Nee, die Truhe ist wegen Alter und Stromverbrauch ausgemustert. Die braucht keiner mehr.
Und wenn das losgeht, wird das natürlich in Wort und Bild festgehalten und hier veröffentlicht.


----------



## fisch@namenssuche (2. Juli 2008)

*AW: PC in der Tiefkühltruhe*

super sache 
hau rein !


----------



## olsystems (2. Juli 2008)

*AW: PC in der Tiefkühltruhe*

Viel Spaß die Idee hatte ich auch schon aber das ging ganz gewaltig in die Hose grad wie du schon sagst die Truhe ist alt die brauchen eine ganze Weile um die Kälte zu erzeugen genauso die Abwärme die deine Komponenten erzeugen da wird die truhe auch nicht mit fertig!

Aber probiers selbst.....

LG
olsystems


----------



## |L1n3 (3. Juli 2008)

*AW: PC in der Tiefkühltruhe*

kurz und knapp:
Lass es sein .. es bringt nichts und es wird nicht sonderlich gut klappen

Wenn überhaupt dann bau nen Chiller aus dem Kompressor oder leg der einfachkeit halber einfach den Radiator in die Kühltruhe (auch nicht sonderlich effektiv aber es geht ..)


----------



## Maggats (4. Juli 2008)

*AW: PC in der Tiefkühltruhe*

nehmt ihm nicht den mut, probieren geht über studieren

alleine schon wiel ich das tagebuch lesen will


----------



## Mojo (4. Juli 2008)

*AW: PC in der Tiefkühltruhe*

Ja^^
Wird bestimmt interessant.


----------



## ruyven_macaran (8. Juli 2008)

*AW: PC in der Tiefkühltruhe*

rein von der physik her kann sich kondenswasser nur an stellen niederschlagen, die kälter als die umgebungsluft sind - wenn du die luft runterkühlst (was in der kühltruhe nunmal der fall ist), bord&komponenten aber beheizt (was im betrieb nunmal der fall ist - und pcb leiten die wärme mehr als gut genug, um überall für einige grad über umgebung zu sorgen), sollte sich kondenswasser beherschen lassen.
probleme sehe ich nur an zwei stellen.
-beladen (oder auch späteres öffnen) der kühltruhe, erstes runterkühlen: es ist soviel feuchte luft in der truhe, dass ggf. kondensation frei im raum oder am deckel auftritt, weil warme und kalte luftschichten vermischt werden. (gerade beim wiederöffnen hast du auf ner kalten unteren schicht eine warme, feuchte)
-ausgeschalteter rechner: restfeuchte kann sich nach einiger zeit quasi überall niederschlagen.

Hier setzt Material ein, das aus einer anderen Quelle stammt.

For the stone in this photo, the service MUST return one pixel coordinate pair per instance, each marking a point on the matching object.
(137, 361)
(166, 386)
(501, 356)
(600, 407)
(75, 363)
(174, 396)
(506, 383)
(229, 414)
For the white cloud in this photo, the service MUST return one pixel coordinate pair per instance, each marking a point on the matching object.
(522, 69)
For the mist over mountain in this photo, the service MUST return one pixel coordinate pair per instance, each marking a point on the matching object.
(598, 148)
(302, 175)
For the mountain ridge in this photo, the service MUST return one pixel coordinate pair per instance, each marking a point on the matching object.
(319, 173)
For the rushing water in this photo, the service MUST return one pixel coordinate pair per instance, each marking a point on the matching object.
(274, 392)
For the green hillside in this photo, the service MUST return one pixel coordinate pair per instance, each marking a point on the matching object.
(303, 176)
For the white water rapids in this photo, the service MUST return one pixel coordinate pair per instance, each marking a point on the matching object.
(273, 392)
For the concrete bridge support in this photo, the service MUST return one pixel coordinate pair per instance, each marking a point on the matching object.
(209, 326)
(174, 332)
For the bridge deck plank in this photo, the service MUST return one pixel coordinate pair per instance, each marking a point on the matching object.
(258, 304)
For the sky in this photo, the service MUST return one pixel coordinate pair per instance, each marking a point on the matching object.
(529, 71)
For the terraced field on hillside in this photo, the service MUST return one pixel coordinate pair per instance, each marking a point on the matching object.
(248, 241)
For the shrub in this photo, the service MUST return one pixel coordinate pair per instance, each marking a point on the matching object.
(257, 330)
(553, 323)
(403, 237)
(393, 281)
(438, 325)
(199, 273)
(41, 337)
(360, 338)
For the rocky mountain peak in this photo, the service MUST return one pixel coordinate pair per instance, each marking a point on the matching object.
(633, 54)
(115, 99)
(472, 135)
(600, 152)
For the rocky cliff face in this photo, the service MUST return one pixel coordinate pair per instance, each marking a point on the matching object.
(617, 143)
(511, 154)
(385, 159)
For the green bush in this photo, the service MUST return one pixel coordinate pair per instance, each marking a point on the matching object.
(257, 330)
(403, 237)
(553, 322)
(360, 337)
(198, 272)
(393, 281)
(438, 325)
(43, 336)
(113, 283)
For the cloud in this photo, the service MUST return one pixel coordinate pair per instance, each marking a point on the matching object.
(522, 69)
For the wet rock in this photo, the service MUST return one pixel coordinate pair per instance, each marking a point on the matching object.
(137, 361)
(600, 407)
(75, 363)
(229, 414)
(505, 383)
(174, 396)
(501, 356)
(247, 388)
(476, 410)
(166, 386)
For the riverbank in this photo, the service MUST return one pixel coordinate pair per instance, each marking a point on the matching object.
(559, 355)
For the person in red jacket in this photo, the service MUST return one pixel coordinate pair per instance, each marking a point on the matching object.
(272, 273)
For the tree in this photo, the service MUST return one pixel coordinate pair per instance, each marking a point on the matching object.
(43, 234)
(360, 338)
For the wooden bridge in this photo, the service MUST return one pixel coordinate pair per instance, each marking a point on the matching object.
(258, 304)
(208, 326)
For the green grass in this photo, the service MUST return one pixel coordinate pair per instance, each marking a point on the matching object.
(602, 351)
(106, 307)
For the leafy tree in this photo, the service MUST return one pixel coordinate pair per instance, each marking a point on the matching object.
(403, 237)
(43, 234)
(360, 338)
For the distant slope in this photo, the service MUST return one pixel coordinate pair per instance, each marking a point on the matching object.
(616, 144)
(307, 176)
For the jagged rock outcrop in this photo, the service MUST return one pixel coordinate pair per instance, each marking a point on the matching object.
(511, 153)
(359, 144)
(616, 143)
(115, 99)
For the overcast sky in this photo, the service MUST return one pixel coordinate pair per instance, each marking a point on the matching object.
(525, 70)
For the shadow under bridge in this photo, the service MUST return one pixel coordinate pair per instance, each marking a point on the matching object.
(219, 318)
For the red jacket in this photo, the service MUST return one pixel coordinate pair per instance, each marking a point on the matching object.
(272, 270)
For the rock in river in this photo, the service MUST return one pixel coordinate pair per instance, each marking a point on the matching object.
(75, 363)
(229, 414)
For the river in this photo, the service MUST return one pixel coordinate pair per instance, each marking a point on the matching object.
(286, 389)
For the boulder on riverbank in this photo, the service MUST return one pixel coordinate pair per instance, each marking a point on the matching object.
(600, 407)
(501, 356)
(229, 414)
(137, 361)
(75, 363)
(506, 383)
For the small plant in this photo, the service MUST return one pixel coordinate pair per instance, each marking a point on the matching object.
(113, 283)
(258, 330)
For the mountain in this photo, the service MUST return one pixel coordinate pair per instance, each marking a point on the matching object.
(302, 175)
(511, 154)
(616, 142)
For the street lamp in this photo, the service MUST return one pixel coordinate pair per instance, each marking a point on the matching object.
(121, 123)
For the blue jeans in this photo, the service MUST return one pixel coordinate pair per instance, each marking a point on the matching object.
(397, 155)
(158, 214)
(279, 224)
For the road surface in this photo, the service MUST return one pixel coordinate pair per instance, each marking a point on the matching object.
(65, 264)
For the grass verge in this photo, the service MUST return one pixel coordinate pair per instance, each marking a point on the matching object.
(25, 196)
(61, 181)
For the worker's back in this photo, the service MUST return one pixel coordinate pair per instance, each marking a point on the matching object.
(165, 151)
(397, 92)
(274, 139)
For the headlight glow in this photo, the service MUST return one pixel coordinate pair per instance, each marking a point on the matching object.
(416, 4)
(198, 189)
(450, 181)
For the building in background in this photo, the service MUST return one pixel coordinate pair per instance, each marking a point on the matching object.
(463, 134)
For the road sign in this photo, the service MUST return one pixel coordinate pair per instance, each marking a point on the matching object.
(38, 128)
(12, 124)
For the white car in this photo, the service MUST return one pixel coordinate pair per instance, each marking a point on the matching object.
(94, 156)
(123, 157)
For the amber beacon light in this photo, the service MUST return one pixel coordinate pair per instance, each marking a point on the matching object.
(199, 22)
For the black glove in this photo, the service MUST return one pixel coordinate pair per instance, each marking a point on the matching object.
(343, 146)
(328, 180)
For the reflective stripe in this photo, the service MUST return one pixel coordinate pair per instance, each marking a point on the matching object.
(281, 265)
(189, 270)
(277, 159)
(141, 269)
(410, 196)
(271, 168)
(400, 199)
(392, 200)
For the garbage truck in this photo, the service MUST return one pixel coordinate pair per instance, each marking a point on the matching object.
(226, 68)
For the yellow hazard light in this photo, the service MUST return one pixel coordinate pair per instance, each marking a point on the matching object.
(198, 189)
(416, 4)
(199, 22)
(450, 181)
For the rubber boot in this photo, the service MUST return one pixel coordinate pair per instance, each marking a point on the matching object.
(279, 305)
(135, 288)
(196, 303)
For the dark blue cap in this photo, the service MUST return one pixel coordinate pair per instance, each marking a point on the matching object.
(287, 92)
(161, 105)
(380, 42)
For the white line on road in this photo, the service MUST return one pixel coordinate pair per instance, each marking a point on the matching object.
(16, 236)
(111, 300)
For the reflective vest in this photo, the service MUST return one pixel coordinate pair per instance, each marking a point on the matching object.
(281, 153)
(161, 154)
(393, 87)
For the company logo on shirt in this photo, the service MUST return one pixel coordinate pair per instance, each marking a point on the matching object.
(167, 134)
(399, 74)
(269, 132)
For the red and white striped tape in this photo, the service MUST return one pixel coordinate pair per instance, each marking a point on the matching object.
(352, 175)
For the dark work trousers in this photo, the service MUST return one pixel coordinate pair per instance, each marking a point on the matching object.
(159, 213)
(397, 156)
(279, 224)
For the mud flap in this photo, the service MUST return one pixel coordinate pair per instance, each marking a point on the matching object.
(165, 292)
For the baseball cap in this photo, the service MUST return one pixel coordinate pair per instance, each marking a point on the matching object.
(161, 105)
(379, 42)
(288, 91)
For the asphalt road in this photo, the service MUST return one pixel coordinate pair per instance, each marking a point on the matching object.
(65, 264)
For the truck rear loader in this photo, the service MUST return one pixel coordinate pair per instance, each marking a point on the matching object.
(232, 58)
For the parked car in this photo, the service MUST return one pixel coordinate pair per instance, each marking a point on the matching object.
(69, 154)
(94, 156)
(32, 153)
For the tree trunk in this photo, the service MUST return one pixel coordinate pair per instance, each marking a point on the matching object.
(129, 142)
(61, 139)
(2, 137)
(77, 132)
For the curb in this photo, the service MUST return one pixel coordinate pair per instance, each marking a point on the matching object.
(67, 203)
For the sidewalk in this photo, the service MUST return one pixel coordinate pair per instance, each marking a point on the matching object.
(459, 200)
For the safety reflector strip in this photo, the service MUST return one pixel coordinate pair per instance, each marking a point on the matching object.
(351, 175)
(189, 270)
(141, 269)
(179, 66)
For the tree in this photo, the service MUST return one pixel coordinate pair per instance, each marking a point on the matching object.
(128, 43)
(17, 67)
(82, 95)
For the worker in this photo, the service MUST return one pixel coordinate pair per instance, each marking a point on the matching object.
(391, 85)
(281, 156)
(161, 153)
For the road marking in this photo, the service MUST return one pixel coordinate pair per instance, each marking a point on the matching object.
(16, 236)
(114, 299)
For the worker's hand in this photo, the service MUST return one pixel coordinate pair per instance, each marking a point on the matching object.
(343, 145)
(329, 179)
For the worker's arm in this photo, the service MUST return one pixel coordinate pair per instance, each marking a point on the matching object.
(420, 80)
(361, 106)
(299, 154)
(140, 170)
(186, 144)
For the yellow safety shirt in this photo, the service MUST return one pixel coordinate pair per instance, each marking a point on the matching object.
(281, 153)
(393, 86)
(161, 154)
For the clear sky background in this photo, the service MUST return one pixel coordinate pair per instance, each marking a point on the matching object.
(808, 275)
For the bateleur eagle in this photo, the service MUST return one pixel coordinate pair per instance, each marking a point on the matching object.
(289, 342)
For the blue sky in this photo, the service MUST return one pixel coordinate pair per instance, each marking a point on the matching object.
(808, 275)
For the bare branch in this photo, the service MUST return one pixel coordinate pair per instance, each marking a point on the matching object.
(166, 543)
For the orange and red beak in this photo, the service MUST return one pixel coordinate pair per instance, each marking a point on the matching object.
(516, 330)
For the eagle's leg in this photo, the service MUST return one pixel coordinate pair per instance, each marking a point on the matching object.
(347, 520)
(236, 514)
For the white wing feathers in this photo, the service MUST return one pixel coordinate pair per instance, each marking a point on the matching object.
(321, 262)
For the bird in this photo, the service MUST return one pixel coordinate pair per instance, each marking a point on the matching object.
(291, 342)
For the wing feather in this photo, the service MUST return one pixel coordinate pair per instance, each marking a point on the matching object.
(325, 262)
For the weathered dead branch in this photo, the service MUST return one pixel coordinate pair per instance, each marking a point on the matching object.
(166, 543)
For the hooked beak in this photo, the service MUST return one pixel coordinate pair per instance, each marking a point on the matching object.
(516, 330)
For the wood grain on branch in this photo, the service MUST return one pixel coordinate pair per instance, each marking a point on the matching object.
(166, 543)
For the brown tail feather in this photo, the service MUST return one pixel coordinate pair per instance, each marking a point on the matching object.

würde also empfehlen, möglichst dicht über der hardware einen "regenschutz" anzubringen.
außerdem solltest du die truhe vorher möglichst komplett enteisen und ggf. die hardware nach unten isolieren (damit sie nichts direkt schmilzt), um von vorneherein möglichst trockene luft zu haben.


----------



## maGic (18. Juli 2008)

*AW: PC in der Tiefkühltruhe*

kann man trockenmittel in PC ins Kühltruhe  stellen

Die entzieht Luft´s Feuchtigkeit


----------